Cissy was drinking it all in. “My granny said that her mama and daddy just didn’t know what to do with themselves afterward.”

“I’ve heard it was particularly hard for the basket-makers,” Hank said. “They went from being honored craftsmen, with all the white oak saplings they needed right there for their use, to begging farmers in the areas where they were resettled to let them scavenge for trees. There just weren’t enough materials to do what they did best.”

“I’d like to go there,” Caleb said.

Kendra was pleased. Like Isaac, Caleb had few reasons to feel tied to his family. But the more he understood them…It was becoming a common refrain in her life.

Silence fell. She knew it was time to change the subject. “Hank, while we’re staring at the map, can you show us where the bodies were found?”

Hank moved back a little; then he put his finger on a spot south of Corbin Hollow and close to the park’s boundary. “Right here.”

Kendra’s gaze fell to that section of the map. She bit her lip as she stared.

“Surprise you?” Hank asked. “You thought it might be in another part of the park?”

“I didn’t have any idea where it was.” She stepped forward and traced a line. “These blue lines are rivers?”

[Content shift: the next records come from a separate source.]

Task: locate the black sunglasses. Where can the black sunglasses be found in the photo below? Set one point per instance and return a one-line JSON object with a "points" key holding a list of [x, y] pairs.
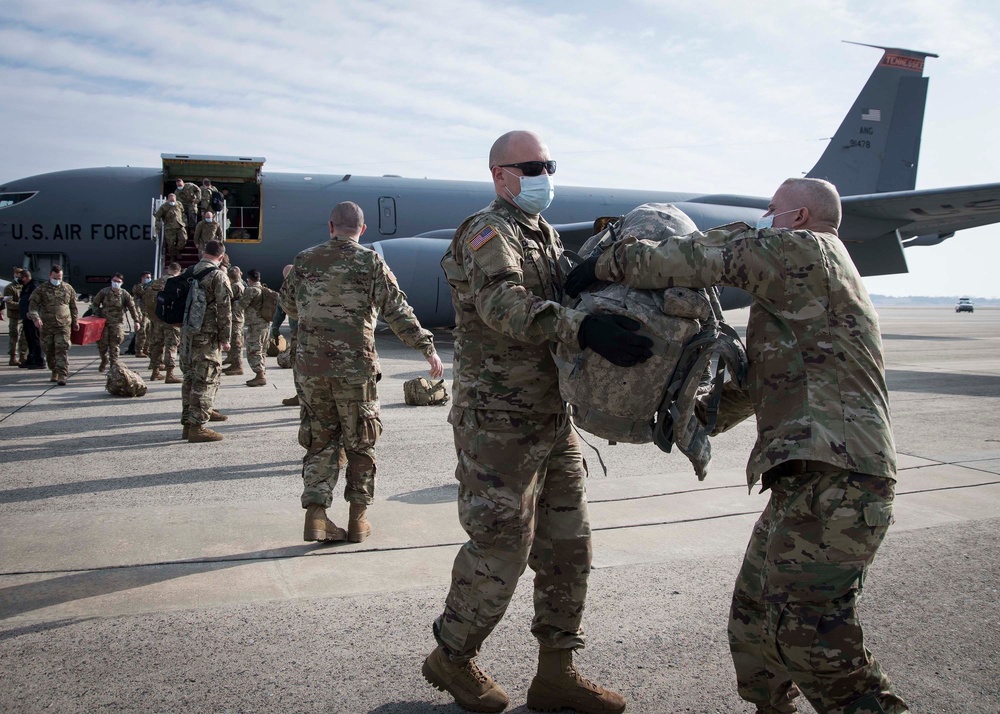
{"points": [[533, 168]]}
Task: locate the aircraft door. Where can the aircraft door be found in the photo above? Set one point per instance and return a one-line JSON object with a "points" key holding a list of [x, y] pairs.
{"points": [[386, 215]]}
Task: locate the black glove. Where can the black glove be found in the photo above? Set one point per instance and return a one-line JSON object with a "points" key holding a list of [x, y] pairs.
{"points": [[581, 277], [613, 338]]}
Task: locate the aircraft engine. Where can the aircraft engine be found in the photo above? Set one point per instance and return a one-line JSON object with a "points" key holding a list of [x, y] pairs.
{"points": [[416, 263]]}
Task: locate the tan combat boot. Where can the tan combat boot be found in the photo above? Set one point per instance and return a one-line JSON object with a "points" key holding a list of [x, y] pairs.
{"points": [[558, 685], [473, 689], [199, 434], [358, 527], [319, 527]]}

“Not all of them are what you’d think of as rivers, no matter what they’re called. More like creeks.”

“And these are hiking trails?” She traced a series of dotted lines.

“Uh-huh, but some of them have been there since Native Americans peopled these mountains.”

“So some of these would have been trails or footpaths before the area became a park.”

“Definitely, though I can’t tell you the history of each one.”

Kendra cocked her head and squinted. The moment she’d looked at them, the lines of rivers and trails had seemed oddly familiar, but now, as she stopped and silently repeated a name on the map, she understood why. “Lock Hollow?”

“This little area right here. This is Little Lock Mountain.” He pointed. “Not a big mountain, as they go, and not particularly good for hiking. The cave where the bodies were found is at the base of the mountain. There used to be a small community there with a little store. Good land for farming.”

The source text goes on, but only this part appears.